Governor Mike Beebe and Little Rock Mayor Mark Stodola joined state economic development officials as well as representatives from Midcontinent Independent Systems Operator, or MISO, at the state Capitol to announce the new jobs.
MISO handles power transmitted on the nation’s electric grid and Beebe said the mostly-high tech jobs would pay an average of $85,000 a year.
MISO President and CEO John Bear said Little Rock was an easy choice for locating its regional hub.
“I think when you look at the central geographic location, you look at the great quality of life you have here, the excellent workforce and the colleges and universities that can support the high tech folks that we need, it was a very easy choice,” Bear said.
Colette Honorable, chairman of the state Public Service Commission, which gave approval for the company to operate in the state, said MISO coming to Arkansas is part of a significant change for state power utilities that she said should lead to savings for rate payers.
“All of Arkansas’s electric utilities will belong to a regional transmission organization, either the Southwest Power Pool or MISO,” Honorable said.
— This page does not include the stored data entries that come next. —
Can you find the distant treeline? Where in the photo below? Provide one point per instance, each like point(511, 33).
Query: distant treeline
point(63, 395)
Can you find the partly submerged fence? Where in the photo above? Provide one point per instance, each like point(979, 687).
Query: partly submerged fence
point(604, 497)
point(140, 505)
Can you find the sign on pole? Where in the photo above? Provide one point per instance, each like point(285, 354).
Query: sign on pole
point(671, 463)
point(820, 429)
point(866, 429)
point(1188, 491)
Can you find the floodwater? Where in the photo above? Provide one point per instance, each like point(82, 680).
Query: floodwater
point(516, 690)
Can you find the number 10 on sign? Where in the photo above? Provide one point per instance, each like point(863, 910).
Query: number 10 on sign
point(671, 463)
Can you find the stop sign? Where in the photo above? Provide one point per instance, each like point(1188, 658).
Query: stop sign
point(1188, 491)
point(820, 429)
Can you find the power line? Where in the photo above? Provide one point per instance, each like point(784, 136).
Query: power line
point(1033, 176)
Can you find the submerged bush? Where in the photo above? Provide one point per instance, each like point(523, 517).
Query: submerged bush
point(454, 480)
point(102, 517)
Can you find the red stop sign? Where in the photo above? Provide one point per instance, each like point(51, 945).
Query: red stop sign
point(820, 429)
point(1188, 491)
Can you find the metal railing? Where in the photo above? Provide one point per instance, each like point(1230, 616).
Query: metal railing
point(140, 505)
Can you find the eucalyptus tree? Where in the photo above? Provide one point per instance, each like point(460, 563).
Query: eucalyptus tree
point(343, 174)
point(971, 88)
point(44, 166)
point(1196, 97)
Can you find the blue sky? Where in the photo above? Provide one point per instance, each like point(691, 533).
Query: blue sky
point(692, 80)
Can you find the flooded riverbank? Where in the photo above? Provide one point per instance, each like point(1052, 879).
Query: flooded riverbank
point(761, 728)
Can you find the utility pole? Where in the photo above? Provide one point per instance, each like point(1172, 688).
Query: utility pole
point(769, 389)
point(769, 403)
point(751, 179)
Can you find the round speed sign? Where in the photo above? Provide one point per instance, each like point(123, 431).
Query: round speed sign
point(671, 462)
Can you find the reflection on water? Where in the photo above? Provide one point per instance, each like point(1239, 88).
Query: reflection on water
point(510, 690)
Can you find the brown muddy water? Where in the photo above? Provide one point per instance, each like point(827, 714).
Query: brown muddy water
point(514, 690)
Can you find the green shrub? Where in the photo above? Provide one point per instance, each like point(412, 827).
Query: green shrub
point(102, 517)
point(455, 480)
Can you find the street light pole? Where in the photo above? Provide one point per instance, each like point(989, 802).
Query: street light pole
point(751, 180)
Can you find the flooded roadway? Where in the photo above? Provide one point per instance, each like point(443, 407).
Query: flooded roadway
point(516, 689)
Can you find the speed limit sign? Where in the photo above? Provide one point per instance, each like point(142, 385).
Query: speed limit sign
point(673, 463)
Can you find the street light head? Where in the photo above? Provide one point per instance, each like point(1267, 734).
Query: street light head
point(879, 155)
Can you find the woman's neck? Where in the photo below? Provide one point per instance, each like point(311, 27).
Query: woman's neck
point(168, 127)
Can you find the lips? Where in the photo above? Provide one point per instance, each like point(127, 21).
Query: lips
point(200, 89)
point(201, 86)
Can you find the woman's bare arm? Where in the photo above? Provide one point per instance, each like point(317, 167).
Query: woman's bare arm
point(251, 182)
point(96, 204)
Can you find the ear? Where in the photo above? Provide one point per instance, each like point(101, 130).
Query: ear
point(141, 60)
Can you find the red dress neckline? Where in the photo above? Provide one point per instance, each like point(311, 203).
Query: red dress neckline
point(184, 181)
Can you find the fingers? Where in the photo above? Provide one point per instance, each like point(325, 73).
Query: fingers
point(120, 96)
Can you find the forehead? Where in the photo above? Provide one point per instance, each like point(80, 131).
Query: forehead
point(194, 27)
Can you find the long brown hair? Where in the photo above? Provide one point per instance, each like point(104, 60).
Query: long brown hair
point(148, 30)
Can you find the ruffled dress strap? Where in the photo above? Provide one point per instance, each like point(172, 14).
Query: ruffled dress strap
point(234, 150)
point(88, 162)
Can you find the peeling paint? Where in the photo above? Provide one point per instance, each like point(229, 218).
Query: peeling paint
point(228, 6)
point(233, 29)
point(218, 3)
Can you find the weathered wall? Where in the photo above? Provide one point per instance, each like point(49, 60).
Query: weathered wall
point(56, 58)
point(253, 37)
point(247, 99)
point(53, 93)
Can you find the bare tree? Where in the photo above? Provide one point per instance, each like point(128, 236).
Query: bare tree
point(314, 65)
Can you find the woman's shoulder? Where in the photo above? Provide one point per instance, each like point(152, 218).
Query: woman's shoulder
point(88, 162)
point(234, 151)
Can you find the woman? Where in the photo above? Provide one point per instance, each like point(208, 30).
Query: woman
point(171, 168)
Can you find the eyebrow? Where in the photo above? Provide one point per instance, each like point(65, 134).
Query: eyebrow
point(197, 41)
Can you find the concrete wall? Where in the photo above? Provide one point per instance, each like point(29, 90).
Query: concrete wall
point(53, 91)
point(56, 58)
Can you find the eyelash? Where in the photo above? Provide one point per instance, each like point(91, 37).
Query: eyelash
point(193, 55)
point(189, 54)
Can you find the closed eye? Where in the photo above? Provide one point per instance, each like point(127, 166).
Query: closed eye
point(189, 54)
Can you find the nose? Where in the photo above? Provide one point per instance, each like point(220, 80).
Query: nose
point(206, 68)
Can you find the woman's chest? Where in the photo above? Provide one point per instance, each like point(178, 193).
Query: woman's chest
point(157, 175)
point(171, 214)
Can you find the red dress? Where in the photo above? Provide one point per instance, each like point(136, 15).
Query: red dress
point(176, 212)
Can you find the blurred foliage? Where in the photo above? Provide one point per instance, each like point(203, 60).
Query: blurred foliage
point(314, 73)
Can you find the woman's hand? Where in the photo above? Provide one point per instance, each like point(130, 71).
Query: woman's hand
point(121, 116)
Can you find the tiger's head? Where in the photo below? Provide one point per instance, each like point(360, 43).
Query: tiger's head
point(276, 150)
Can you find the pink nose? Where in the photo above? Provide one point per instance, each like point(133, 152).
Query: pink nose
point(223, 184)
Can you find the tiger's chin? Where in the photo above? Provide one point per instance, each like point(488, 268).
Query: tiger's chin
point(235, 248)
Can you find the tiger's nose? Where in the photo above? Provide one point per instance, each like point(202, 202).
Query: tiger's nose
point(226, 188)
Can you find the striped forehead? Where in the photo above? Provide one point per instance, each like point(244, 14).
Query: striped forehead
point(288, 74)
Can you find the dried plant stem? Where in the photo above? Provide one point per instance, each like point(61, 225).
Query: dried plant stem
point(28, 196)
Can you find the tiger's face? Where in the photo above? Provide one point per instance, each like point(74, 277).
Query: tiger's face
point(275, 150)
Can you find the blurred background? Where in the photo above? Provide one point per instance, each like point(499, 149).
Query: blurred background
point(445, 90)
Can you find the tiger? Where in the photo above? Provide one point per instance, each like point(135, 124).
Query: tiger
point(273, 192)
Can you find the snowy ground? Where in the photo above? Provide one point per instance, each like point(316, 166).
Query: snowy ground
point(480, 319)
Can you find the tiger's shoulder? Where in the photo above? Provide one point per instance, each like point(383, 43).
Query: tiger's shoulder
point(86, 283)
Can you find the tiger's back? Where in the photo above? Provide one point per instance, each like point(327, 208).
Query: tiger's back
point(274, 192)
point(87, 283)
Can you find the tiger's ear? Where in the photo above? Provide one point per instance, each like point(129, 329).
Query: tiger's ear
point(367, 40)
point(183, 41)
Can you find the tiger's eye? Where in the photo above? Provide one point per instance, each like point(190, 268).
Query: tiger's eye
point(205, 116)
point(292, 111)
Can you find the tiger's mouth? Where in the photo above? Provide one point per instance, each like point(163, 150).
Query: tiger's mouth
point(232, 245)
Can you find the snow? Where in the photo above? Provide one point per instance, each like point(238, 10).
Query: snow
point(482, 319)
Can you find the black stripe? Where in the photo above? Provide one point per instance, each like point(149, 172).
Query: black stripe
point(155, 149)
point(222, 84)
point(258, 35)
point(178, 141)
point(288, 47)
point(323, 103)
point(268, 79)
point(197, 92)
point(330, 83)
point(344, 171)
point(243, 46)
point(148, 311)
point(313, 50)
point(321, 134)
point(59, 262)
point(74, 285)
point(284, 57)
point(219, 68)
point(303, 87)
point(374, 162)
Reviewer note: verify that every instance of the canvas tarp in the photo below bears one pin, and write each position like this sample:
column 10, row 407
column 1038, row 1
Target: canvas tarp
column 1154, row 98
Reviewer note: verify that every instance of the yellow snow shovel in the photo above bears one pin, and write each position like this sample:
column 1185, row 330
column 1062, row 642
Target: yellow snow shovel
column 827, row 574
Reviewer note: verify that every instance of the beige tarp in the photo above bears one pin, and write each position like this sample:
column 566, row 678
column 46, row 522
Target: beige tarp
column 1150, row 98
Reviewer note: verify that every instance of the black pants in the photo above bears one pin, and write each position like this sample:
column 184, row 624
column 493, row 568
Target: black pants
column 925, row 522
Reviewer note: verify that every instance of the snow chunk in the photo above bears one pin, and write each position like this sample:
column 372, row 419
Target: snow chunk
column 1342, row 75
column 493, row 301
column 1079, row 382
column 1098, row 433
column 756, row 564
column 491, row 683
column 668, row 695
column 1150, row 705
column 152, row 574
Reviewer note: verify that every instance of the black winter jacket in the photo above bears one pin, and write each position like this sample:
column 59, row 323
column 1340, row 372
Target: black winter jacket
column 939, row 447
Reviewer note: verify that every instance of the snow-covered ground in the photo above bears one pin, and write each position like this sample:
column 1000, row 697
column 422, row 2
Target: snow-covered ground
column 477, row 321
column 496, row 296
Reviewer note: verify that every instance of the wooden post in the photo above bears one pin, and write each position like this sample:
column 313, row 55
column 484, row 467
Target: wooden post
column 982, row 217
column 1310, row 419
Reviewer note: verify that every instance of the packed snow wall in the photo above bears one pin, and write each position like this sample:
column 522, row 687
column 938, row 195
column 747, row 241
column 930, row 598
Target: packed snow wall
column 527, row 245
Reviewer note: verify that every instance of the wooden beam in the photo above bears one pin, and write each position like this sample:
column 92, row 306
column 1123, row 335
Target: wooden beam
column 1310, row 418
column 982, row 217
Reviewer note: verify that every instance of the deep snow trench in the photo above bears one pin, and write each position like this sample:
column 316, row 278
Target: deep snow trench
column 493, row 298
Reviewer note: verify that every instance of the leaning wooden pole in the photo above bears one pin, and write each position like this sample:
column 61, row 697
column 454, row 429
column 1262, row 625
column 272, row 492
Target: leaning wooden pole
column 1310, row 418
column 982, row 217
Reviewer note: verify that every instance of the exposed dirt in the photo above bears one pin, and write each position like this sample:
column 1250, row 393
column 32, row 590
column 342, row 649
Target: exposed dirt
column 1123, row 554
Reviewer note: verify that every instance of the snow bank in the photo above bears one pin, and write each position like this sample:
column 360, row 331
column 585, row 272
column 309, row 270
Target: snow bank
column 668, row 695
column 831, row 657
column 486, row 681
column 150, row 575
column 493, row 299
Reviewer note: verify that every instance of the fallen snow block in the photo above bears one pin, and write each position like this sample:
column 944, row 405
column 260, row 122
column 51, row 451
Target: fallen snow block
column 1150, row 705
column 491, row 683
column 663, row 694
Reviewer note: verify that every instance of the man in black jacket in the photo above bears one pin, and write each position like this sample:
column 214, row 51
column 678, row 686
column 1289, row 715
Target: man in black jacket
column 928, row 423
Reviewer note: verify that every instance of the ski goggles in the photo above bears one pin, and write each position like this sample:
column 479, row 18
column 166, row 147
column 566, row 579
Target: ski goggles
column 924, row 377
Honorable said the change would end money from Arkansas ratepayers going toward energy production in other states.
Stodola said MISO deciding to locate in the city would reflect well on the city. “People are going to look at us and say, ‘How did we land all these transmission suppliers?’” Stodola said.
MISO officials say they will be looking over the next 12 to 18 months for a suitable location for the company’s headquarters.